# rat breeders/rescues in south va/north nc



## CuriousWhiskers (Mar 20, 2020)

Hey, everyone!

Do you have any suggestions for rat breeders/ratteries in south virginia or northern north carolina? I live almost on the state border. I am looking for a cage mate for my currently single male rat. Have any suggestions?


----------



## Rex the Rat (Apr 7, 2020)

I know you posted this a while ago, have you found a place yet?


----------



## Rex the Rat (Apr 7, 2020)

If not, how far are you willing to go?


----------



## CuriousWhiskers (Mar 20, 2020)

I have a problem. I am currently living with my parents. And they don't think it's necessary to have more than one rat. (I am paying for all of my rat's expences.) If I get them convinced, probably around 2 hours(4 hours round trip).


----------



## CorbinDallasMyMan (Feb 24, 2017)

CuriousWhiskers said:


> I am currently living with my parents. And they don't think it's necessary to have more than one rat.

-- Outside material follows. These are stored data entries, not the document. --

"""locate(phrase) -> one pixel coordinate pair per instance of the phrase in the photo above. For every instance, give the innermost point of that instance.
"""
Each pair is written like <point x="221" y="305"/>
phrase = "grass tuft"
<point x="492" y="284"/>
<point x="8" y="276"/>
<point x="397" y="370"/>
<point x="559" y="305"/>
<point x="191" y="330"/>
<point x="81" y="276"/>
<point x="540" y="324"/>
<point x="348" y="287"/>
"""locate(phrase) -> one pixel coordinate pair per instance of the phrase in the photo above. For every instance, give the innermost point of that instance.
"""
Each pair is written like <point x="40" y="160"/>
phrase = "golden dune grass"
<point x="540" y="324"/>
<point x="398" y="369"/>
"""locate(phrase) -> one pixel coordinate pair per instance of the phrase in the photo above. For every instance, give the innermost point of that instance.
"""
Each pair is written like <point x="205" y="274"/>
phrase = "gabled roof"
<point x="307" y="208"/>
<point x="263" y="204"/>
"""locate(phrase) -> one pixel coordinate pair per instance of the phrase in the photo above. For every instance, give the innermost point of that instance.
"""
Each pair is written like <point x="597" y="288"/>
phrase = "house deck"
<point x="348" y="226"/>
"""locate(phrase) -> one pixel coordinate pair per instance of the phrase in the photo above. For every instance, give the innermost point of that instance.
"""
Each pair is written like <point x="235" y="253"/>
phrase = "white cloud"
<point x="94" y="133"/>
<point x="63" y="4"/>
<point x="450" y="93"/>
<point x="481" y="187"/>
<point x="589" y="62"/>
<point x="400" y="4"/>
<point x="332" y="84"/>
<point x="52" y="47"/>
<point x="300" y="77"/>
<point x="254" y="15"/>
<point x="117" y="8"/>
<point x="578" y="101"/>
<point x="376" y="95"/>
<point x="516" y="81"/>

You can let your parents know that it's scientifically proven that rats need the company of other rats. It's so important that not even lab rats are housed alone. You can show them the housing guidelines for research animals. For example, the guidelines for the research department at the University of California, Berkeley are as follows;



> Based on the literature, the ACUC recognizes the social nature of rats and importance of allowing social contact over the minimum space recommendations in the Guide. At a minimum, all rats should be paired housed (2 per cage).


----------



## CuriousWhiskers (Mar 20, 2020)

Okay, I'll try. Thanks!


----------